6 N O V E M B R E
32ª DOMENICA T.O.
FEDELTÀ CHE OLTREPASSA LA MORTE
I sadducei, dal punto di vista religioso, si contrapponevano ai farisei perché si attenevano solo alla Torah scritta (senza dunque alcun riferimento alla tradizione) e non credevano nella risurrezione. Anch’essi intervengono nel conflitto che narra il capitolo 20 del vangelo di Luca, con le loro argomentazioni specifiche ma in alleanza ai tradizionali nemici, avendo entrambi lo stesso fine: trovare capi di accusa contro Gesù. Per farlo, essi costruiscono un caso che si basa sull’applicazione della legge del levirato (cf Dt 25,5).
Modello di evangelizzazione
Innanzi tutto è notevole il metodo di argomentazione che Gesù usa. Anch’egli si rivolge alla Torah che per i sadducei era l’unica fonte normativa autorevole e ne cita un versetto (cf Lc 20,37; Es 3,6). Gesù, cioè, entra nella mentalità dei suoi interlocutori, nel loro orizzonte, adotta il loro stesso linguaggio e lì dove solo può essere ascoltato e compreso, propone la sua risposta.

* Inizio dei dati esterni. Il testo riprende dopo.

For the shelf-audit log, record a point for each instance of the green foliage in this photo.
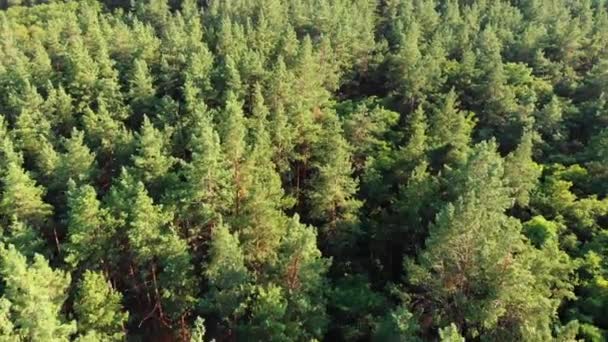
(262, 170)
(99, 309)
(33, 295)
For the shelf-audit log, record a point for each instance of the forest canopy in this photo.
(304, 170)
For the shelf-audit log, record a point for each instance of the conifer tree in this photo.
(227, 276)
(98, 309)
(151, 159)
(22, 199)
(90, 229)
(234, 144)
(332, 197)
(36, 294)
(521, 172)
(141, 92)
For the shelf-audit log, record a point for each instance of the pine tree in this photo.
(151, 159)
(521, 172)
(209, 187)
(450, 334)
(36, 294)
(22, 199)
(142, 91)
(451, 129)
(227, 276)
(98, 309)
(78, 162)
(90, 229)
(332, 197)
(234, 145)
(458, 268)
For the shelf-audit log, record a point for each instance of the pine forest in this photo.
(303, 170)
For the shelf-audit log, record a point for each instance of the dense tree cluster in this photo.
(299, 170)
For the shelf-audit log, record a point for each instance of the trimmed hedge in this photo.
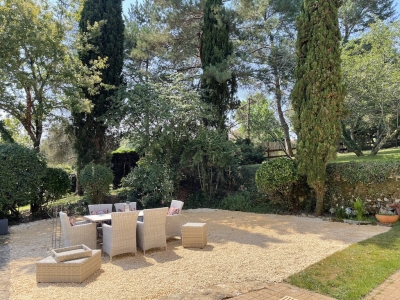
(372, 182)
(96, 181)
(21, 173)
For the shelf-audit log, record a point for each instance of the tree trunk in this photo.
(278, 102)
(319, 189)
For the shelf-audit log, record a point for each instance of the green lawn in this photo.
(355, 271)
(383, 155)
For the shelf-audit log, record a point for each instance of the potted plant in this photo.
(385, 215)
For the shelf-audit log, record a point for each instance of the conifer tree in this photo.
(217, 82)
(90, 128)
(318, 93)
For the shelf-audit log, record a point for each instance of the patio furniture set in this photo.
(129, 229)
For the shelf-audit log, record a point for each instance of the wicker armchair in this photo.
(121, 206)
(151, 232)
(121, 236)
(81, 233)
(98, 207)
(173, 222)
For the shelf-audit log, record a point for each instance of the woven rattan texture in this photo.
(81, 233)
(173, 223)
(48, 270)
(121, 236)
(151, 232)
(194, 235)
(69, 253)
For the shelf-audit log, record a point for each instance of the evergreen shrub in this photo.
(21, 173)
(276, 178)
(249, 154)
(96, 181)
(150, 183)
(56, 183)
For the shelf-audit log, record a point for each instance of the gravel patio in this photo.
(245, 251)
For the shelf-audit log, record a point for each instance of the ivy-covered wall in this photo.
(373, 182)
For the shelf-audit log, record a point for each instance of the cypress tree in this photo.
(318, 94)
(90, 128)
(217, 82)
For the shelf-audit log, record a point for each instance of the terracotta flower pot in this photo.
(387, 218)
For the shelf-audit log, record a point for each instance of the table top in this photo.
(104, 217)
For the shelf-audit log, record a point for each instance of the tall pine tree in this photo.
(218, 83)
(318, 93)
(90, 128)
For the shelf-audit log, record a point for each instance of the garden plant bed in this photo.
(241, 247)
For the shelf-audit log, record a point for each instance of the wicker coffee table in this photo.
(194, 235)
(76, 270)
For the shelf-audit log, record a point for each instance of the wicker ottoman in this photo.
(77, 270)
(194, 235)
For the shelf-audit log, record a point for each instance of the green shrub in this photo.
(238, 202)
(365, 180)
(21, 174)
(249, 154)
(276, 178)
(150, 183)
(359, 208)
(96, 180)
(56, 184)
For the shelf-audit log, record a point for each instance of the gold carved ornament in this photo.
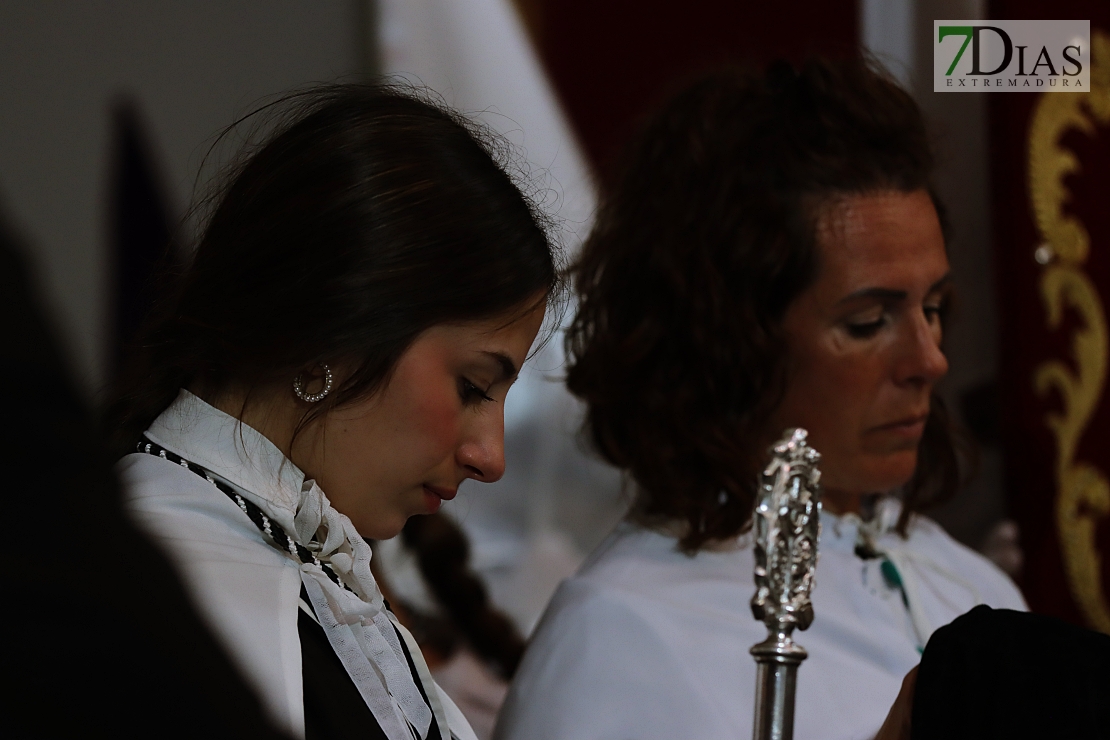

Quante volte le comunità ecclesiali oggi si sforzano di fare quest’operazione con i loro interlocutori? Quante volte a chi contesta l’autorità della Scrittura si risponde partendo dalla Scrittura assunta come autorità indiscutibile? Oppure a chi pone domande esistenziali si danno risposte dogmatiche? O a chi pone domande sui contenuti della fede si risponde con la devozione? E così via. L’evangelizzazione non è accondiscendenza verso tutto ciò che s’incontra. Ma l’evangelizzatore deve porsi il problema di trovare i canali di comunicazione, di entrare nell’orizzonte dell’interlocutore, di assumerne il linguaggio e, se è necessario, di sperimentarne altri nuovi, in un mondo in cui si moltiplicano i linguaggi in proporzione all’accrescersi della complessità. Il compito dell’evangelizzatore è trovare le risposte esatte alle domande poste.
L’annuncio del Regno
Pur collocandosi su un terreno accettabile, Gesù non cade nel tranello della «battaglia delle citazioni contrapposte». Afferma la risurrezione a partire da un’altra prospettiva, da Dio stesso. Se Dio è il Dio dei viventi, egli non lascia gli uomini sotto il dominio della morte. La risposta di Gesù muove da una diversa interpretazione di Dio e del rapporto con lui. La sua risposta non svaluta il matrimonio, come se fosse incompatibile con la risurrezione, ma sposta la questione, affermando che nella risurrezione s’instaurano nuove modalità relazionali.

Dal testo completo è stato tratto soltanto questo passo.